As the local policeman and his accomplice piece together Henry’s movements prior to his death, talking to those who knew and watched him, they uncover an extraordinary life. And as the story of Henry’s life becomes clearer, so the life of the narrator becomes more and more complex, in ways he could never have expected.
‘So He Takes the Dog’ is a detective story like no other, a novel that further confirms Jonathan Buckley as one of the finest writers at work in this country.
Praise for SO HE TAKES THE DOG
The chief pleasure of this extremely subtle novel is how [the narrator] reveals any information. . . There are revelations, sure – particularly a shocking one late in the book, so delicately delivered its impact is like a depth charge – but this is mainly a portrait of a reluctant talker and of his town and of his marriage. And what a shrewdly observant voice it is. . . there is a gentle but persistent pull in how Donohue takes his time, obsessively avoiding calling attention to himself and letting the story unfold. It’s rare for a contemporary novel to take such care, to defer to such reticence. So He Takes the Dog is a testament to the power of the modest, the gracefulness of the still.
Jonathan Buckley’s style has a surprising humanity and patience that verges on the feminine . . . brave, unsettling and brilliant.

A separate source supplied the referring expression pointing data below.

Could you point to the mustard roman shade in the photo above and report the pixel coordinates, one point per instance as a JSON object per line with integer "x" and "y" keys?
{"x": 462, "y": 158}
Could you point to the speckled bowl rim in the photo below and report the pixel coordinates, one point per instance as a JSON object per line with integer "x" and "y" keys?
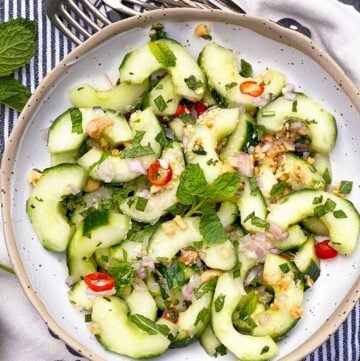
{"x": 257, "y": 24}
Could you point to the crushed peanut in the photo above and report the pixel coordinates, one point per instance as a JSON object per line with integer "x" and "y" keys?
{"x": 96, "y": 126}
{"x": 33, "y": 177}
{"x": 180, "y": 222}
{"x": 92, "y": 185}
{"x": 202, "y": 30}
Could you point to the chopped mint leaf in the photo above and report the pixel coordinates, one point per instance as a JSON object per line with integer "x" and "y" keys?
{"x": 193, "y": 83}
{"x": 345, "y": 187}
{"x": 327, "y": 176}
{"x": 160, "y": 103}
{"x": 157, "y": 32}
{"x": 318, "y": 200}
{"x": 211, "y": 227}
{"x": 163, "y": 54}
{"x": 141, "y": 204}
{"x": 246, "y": 69}
{"x": 76, "y": 120}
{"x": 339, "y": 214}
{"x": 219, "y": 303}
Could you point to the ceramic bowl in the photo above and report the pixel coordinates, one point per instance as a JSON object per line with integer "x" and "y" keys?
{"x": 262, "y": 43}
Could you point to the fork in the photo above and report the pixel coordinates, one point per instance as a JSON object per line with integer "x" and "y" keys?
{"x": 79, "y": 19}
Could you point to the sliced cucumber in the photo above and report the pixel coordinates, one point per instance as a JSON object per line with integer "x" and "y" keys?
{"x": 203, "y": 137}
{"x": 118, "y": 334}
{"x": 307, "y": 261}
{"x": 160, "y": 201}
{"x": 315, "y": 226}
{"x": 227, "y": 213}
{"x": 301, "y": 173}
{"x": 210, "y": 343}
{"x": 194, "y": 320}
{"x": 252, "y": 204}
{"x": 169, "y": 239}
{"x": 220, "y": 256}
{"x": 78, "y": 297}
{"x": 122, "y": 97}
{"x": 242, "y": 137}
{"x": 162, "y": 98}
{"x": 285, "y": 311}
{"x": 66, "y": 157}
{"x": 165, "y": 54}
{"x": 321, "y": 124}
{"x": 297, "y": 206}
{"x": 220, "y": 66}
{"x": 108, "y": 168}
{"x": 44, "y": 204}
{"x": 245, "y": 347}
{"x": 100, "y": 229}
{"x": 295, "y": 239}
{"x": 141, "y": 302}
{"x": 127, "y": 251}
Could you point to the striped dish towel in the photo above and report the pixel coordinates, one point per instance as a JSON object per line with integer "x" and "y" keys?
{"x": 18, "y": 320}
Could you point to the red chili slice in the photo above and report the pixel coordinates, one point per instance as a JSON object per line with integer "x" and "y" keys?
{"x": 252, "y": 88}
{"x": 181, "y": 109}
{"x": 171, "y": 314}
{"x": 158, "y": 175}
{"x": 99, "y": 281}
{"x": 200, "y": 108}
{"x": 324, "y": 250}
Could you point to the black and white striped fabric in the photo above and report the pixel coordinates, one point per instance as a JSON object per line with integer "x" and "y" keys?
{"x": 18, "y": 320}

There are some lovely, slightly unsettling images – mushrooms blooming on the walls of a damp flat when the narrator and his wife first meet, a heron pursued by crows flying towards the sun – and a real sense of the rhythms of suburban life . . . [this novel is] about what it means to live in today’s Britain, about the slow drawing-in of dreams and the facing of reality and what happens when that starts to go wrong. George Orwell would almost certainly have approved.
This melancholy, upside-down tale is so beautifully written . . . A hugely satisfying read.
The Daily Express
Buckley’s novel is subtle and gently paced after the shock of a visceral opening. He writes with real compassion about both the victim and those touched by their proximity to human despair. The result is intensely moving and haunting. These fractured lives are too close to our own to make for comfortable reading, but it is testament to Buckley’s writing that we can’t look away.

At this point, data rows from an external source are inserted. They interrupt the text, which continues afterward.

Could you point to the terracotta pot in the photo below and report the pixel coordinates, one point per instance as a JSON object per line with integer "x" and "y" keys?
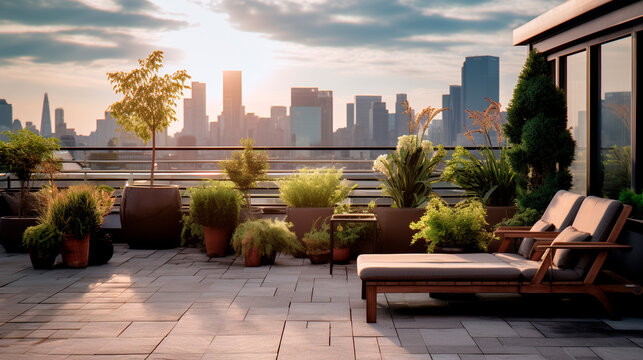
{"x": 496, "y": 214}
{"x": 75, "y": 251}
{"x": 395, "y": 234}
{"x": 41, "y": 261}
{"x": 321, "y": 257}
{"x": 216, "y": 240}
{"x": 151, "y": 217}
{"x": 11, "y": 230}
{"x": 252, "y": 257}
{"x": 341, "y": 255}
{"x": 302, "y": 220}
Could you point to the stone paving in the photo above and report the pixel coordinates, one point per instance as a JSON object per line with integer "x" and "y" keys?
{"x": 178, "y": 304}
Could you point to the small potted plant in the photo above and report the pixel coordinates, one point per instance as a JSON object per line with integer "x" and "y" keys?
{"x": 317, "y": 242}
{"x": 76, "y": 214}
{"x": 22, "y": 156}
{"x": 458, "y": 229}
{"x": 215, "y": 207}
{"x": 311, "y": 194}
{"x": 260, "y": 240}
{"x": 245, "y": 169}
{"x": 44, "y": 242}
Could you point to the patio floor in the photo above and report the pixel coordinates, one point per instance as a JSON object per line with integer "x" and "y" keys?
{"x": 178, "y": 304}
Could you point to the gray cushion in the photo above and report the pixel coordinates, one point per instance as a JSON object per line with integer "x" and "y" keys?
{"x": 562, "y": 209}
{"x": 564, "y": 258}
{"x": 528, "y": 243}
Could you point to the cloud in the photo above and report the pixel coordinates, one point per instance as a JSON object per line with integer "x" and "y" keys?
{"x": 61, "y": 31}
{"x": 385, "y": 24}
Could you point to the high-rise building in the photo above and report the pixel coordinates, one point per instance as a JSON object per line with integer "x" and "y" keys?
{"x": 480, "y": 80}
{"x": 195, "y": 121}
{"x": 45, "y": 120}
{"x": 6, "y": 115}
{"x": 401, "y": 119}
{"x": 231, "y": 129}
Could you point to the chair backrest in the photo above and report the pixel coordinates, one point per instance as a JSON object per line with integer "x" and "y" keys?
{"x": 562, "y": 209}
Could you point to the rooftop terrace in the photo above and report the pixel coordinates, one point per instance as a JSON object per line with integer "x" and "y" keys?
{"x": 178, "y": 304}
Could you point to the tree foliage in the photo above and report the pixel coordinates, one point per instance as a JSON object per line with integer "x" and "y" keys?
{"x": 149, "y": 99}
{"x": 542, "y": 148}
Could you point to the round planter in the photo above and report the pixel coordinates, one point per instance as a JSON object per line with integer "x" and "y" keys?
{"x": 151, "y": 217}
{"x": 75, "y": 251}
{"x": 11, "y": 230}
{"x": 395, "y": 234}
{"x": 302, "y": 220}
{"x": 496, "y": 214}
{"x": 341, "y": 255}
{"x": 41, "y": 261}
{"x": 216, "y": 240}
{"x": 320, "y": 257}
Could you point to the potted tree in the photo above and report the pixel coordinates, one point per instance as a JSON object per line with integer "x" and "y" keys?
{"x": 150, "y": 215}
{"x": 258, "y": 241}
{"x": 44, "y": 242}
{"x": 311, "y": 194}
{"x": 407, "y": 175}
{"x": 458, "y": 229}
{"x": 22, "y": 156}
{"x": 215, "y": 207}
{"x": 245, "y": 169}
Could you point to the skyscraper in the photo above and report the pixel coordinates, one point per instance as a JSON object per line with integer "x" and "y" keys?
{"x": 6, "y": 115}
{"x": 480, "y": 80}
{"x": 45, "y": 120}
{"x": 195, "y": 122}
{"x": 232, "y": 128}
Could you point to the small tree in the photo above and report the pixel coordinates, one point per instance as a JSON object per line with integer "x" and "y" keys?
{"x": 542, "y": 148}
{"x": 246, "y": 168}
{"x": 22, "y": 155}
{"x": 148, "y": 100}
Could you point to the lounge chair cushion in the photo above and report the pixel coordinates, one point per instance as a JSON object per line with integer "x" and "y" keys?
{"x": 565, "y": 258}
{"x": 528, "y": 243}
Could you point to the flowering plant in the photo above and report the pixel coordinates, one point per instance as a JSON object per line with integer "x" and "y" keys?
{"x": 408, "y": 170}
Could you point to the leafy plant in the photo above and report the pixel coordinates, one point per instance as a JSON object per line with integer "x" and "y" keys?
{"x": 314, "y": 188}
{"x": 542, "y": 148}
{"x": 462, "y": 225}
{"x": 43, "y": 238}
{"x": 148, "y": 100}
{"x": 76, "y": 212}
{"x": 267, "y": 236}
{"x": 408, "y": 170}
{"x": 215, "y": 204}
{"x": 246, "y": 168}
{"x": 22, "y": 155}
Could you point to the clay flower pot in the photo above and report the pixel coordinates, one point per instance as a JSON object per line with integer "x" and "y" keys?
{"x": 75, "y": 251}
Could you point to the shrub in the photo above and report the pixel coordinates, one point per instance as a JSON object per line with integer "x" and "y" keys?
{"x": 314, "y": 188}
{"x": 462, "y": 225}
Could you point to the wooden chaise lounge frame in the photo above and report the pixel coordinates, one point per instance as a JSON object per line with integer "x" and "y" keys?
{"x": 588, "y": 285}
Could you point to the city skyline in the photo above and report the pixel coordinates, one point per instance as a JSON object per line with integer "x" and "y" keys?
{"x": 369, "y": 49}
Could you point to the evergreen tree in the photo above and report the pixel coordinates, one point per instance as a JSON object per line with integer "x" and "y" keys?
{"x": 542, "y": 148}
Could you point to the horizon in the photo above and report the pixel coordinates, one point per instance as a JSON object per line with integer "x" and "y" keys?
{"x": 65, "y": 48}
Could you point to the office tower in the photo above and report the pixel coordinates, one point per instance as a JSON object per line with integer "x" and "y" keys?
{"x": 6, "y": 115}
{"x": 401, "y": 119}
{"x": 232, "y": 129}
{"x": 195, "y": 122}
{"x": 379, "y": 119}
{"x": 45, "y": 121}
{"x": 480, "y": 80}
{"x": 350, "y": 116}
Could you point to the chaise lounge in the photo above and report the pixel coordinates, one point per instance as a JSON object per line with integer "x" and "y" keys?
{"x": 570, "y": 264}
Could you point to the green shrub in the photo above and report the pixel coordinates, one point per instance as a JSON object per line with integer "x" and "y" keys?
{"x": 215, "y": 204}
{"x": 314, "y": 188}
{"x": 267, "y": 236}
{"x": 463, "y": 225}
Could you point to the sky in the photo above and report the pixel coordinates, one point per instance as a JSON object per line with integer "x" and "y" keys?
{"x": 352, "y": 47}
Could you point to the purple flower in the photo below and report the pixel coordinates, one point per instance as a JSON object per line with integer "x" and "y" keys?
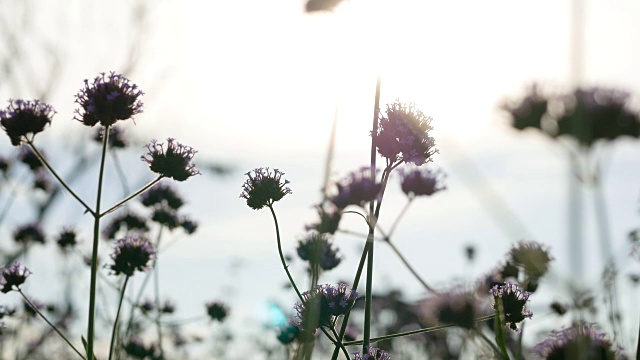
{"x": 174, "y": 162}
{"x": 579, "y": 341}
{"x": 421, "y": 182}
{"x": 24, "y": 117}
{"x": 107, "y": 99}
{"x": 403, "y": 134}
{"x": 510, "y": 299}
{"x": 12, "y": 276}
{"x": 132, "y": 253}
{"x": 356, "y": 189}
{"x": 263, "y": 188}
{"x": 372, "y": 354}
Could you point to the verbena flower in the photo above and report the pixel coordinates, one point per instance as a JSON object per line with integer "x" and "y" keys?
{"x": 173, "y": 162}
{"x": 423, "y": 182}
{"x": 318, "y": 250}
{"x": 356, "y": 189}
{"x": 403, "y": 134}
{"x": 162, "y": 195}
{"x": 457, "y": 307}
{"x": 513, "y": 300}
{"x": 107, "y": 99}
{"x": 321, "y": 305}
{"x": 132, "y": 253}
{"x": 24, "y": 117}
{"x": 581, "y": 341}
{"x": 217, "y": 310}
{"x": 372, "y": 354}
{"x": 12, "y": 276}
{"x": 263, "y": 188}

A very well written and beautifully observed piece of work. Buckley has a rare talent for putting the oddities of modern day life into the spotlight.
The Irish News
Affecting, carefully crafted, quietly tumultuous. The elusiveness of our emotionally stunted sleuth is its greatest achievement.

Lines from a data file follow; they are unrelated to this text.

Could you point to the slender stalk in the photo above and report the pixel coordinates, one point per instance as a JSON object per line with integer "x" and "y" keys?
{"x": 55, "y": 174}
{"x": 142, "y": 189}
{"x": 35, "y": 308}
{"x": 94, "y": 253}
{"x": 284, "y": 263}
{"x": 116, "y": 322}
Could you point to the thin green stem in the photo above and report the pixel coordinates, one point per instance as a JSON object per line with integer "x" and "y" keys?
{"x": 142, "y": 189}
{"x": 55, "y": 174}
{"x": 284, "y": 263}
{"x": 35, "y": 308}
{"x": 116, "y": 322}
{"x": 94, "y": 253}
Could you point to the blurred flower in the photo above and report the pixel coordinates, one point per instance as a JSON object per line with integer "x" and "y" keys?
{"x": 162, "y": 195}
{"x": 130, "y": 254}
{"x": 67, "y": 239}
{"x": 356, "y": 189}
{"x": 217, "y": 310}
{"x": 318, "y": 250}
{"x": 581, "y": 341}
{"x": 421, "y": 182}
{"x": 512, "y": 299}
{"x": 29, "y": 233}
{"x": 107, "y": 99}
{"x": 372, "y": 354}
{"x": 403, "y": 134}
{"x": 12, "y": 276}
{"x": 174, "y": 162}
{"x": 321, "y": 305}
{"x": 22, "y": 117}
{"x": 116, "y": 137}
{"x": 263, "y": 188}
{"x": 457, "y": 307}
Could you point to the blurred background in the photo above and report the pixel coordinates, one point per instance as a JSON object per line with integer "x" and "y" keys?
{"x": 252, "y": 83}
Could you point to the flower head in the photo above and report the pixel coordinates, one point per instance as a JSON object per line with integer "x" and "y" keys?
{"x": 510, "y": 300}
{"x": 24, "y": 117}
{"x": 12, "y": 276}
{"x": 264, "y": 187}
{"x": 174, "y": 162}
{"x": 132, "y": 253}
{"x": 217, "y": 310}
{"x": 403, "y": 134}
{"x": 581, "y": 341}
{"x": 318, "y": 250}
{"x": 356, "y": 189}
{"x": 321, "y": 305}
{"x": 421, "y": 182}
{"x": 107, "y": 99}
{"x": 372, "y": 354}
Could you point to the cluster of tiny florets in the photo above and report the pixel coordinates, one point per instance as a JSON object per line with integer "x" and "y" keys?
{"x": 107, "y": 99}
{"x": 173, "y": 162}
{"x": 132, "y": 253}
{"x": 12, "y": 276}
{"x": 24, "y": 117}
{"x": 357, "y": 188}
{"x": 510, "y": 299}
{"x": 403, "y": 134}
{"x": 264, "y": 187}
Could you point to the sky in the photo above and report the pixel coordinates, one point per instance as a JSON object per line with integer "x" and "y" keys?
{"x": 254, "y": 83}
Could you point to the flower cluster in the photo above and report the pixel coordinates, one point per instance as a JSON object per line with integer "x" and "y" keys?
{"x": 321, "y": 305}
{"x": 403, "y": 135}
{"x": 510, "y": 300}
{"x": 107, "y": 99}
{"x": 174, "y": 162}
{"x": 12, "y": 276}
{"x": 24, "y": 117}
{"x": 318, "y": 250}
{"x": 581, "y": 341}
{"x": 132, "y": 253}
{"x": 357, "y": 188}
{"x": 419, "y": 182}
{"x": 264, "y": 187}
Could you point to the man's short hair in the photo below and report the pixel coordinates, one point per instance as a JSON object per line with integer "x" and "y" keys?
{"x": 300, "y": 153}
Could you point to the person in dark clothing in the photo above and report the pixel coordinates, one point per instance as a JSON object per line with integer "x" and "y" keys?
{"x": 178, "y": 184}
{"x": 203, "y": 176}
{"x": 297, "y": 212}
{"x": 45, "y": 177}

The Times Literary Supplement
This is a quiet, small-scale novel, but it is so packed with well-observed incident and arresting insight that it becomes deeply involving and ultimately very moving.
The Daily Telegraph
Beautifully told, and gently weaved together, Buckley tells a story that will continue to haunt you long after you have read the last pages.
The Ulster Tatler
An absolute masterclass in restraint and understatement. Some of the writing is almost subsonic in the way its impact lingers. My absolute book of the year.